Nascer, Sofrer e Morrer [Cap. 5]

Nesta noite parecia que fazia mais calor do que o costume. Já tinha passado alguns dias desde a última vez que estive com Ivo. Cheguei ao quarto cansada, já com muito sono. Desde que mamãe adoeceu que os trabalhos aumentaram, eu tinha de arrumar a casa, fazer as refeições – quando as havia – cuidar de mamãe, do Nunin, ir lavar as roupas, nem me lembrava quando foi a última vez que fui à escola.
Comecei a tirar as roupas e pouco depois já estava toda nua. Parei um pouco a observar o meu corpo e apesar da pouca luz, notei que havia emagrecido. Enfie-me na cama sentido uma força invisível e gostosa como que puxando-me para baixo. Fiquei imóvel, deleitando-me neste prazer do descanso, depois virei-me para o lado, como que querendo ver meu irmão, antes de dormir, mesmo sabendo que ele não dormia mais comigo.

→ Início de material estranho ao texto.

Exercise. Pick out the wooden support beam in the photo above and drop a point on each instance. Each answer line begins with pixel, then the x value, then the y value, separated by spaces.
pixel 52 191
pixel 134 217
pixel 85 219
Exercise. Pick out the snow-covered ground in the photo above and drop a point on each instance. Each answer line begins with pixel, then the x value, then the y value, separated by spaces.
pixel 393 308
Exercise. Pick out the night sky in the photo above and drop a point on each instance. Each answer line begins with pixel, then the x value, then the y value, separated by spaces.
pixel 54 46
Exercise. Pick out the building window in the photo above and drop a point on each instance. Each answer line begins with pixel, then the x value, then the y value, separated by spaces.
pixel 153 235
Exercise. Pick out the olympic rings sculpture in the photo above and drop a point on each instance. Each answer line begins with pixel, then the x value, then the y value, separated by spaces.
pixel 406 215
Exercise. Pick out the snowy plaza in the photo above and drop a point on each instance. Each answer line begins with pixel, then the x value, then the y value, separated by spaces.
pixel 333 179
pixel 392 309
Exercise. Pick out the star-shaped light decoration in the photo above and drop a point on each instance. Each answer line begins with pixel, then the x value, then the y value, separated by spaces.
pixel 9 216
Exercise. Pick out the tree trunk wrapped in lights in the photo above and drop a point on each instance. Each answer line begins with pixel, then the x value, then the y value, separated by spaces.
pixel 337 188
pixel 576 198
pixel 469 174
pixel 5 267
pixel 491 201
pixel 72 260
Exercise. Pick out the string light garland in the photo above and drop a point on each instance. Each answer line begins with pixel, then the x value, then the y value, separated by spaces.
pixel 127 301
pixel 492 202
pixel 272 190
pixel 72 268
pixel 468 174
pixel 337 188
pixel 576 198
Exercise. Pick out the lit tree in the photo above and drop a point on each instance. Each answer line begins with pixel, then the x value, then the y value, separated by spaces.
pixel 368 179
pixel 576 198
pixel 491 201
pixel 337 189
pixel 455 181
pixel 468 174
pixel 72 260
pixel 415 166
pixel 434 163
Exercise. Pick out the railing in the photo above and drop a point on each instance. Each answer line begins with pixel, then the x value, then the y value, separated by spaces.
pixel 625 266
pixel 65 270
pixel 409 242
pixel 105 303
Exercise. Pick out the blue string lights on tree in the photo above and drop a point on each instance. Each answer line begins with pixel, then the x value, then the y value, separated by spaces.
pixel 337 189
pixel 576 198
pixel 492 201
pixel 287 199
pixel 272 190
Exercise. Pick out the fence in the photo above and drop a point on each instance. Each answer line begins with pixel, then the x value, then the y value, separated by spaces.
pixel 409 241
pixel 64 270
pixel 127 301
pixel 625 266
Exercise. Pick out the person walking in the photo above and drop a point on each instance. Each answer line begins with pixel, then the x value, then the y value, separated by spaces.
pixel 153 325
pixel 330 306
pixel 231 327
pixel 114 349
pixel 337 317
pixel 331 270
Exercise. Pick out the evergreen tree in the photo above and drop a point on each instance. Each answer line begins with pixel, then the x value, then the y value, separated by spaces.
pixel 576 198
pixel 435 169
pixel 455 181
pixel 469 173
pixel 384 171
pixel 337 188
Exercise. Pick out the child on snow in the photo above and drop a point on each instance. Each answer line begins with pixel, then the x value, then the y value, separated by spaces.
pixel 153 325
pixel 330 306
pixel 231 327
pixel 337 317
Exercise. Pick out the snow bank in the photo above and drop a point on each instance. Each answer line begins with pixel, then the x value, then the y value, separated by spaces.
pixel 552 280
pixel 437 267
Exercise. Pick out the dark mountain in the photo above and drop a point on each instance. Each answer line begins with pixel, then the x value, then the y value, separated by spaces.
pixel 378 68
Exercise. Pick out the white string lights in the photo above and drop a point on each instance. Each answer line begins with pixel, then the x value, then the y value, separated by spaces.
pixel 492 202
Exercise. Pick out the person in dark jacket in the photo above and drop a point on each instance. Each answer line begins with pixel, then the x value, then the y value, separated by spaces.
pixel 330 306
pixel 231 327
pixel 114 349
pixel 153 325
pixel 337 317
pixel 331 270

Teve que mudar-se para o quarto de mamãe, para lhe fazer companhia, porque papai saía logo ao entardecer – as vezes até mais cedo – e só voltava a altas horas da noite, bêbado, endividando-se ainda mais.
Papai não é má pessoa. Mas a perda do trabalho, as dificuldades e agora com a repentina doença da mamãe, foi muito duro para ele e para nós. Havia um bom bocado de tempo que mamãe estava acamada, proibida pelo médico de fazer qualquer tipo de esforço – nem que quisesse poderia, responde-lhe mamãe. Mas papai teve uma atitude muita estranha em relação a esta situação. Pouco falava com ela e só quando estava muito fusco é que dormia com ela. Talvez por sentir-se impotente e sem meios para a ajudar, ou talvez por sentir-se culpado pelo estado em que ela se encontrava, mas a verdade é que percebi que ele tentava não olhar nos olhos de mamãe.
Já nada tinha daquele homem carinhoso, amigo. Do pai falador e brincalhão, eu só tinha recordações. Ás vezes ele ficava num canto, calado, com a cara fechada, que nunca sabia se amuado ou preocupado. Nunin era o único que ainda conseguia arrancar-lhe um sorriso fugidio. Ouvi qualquer coisa, como que uma chave rodando na fechadura da porta da frente.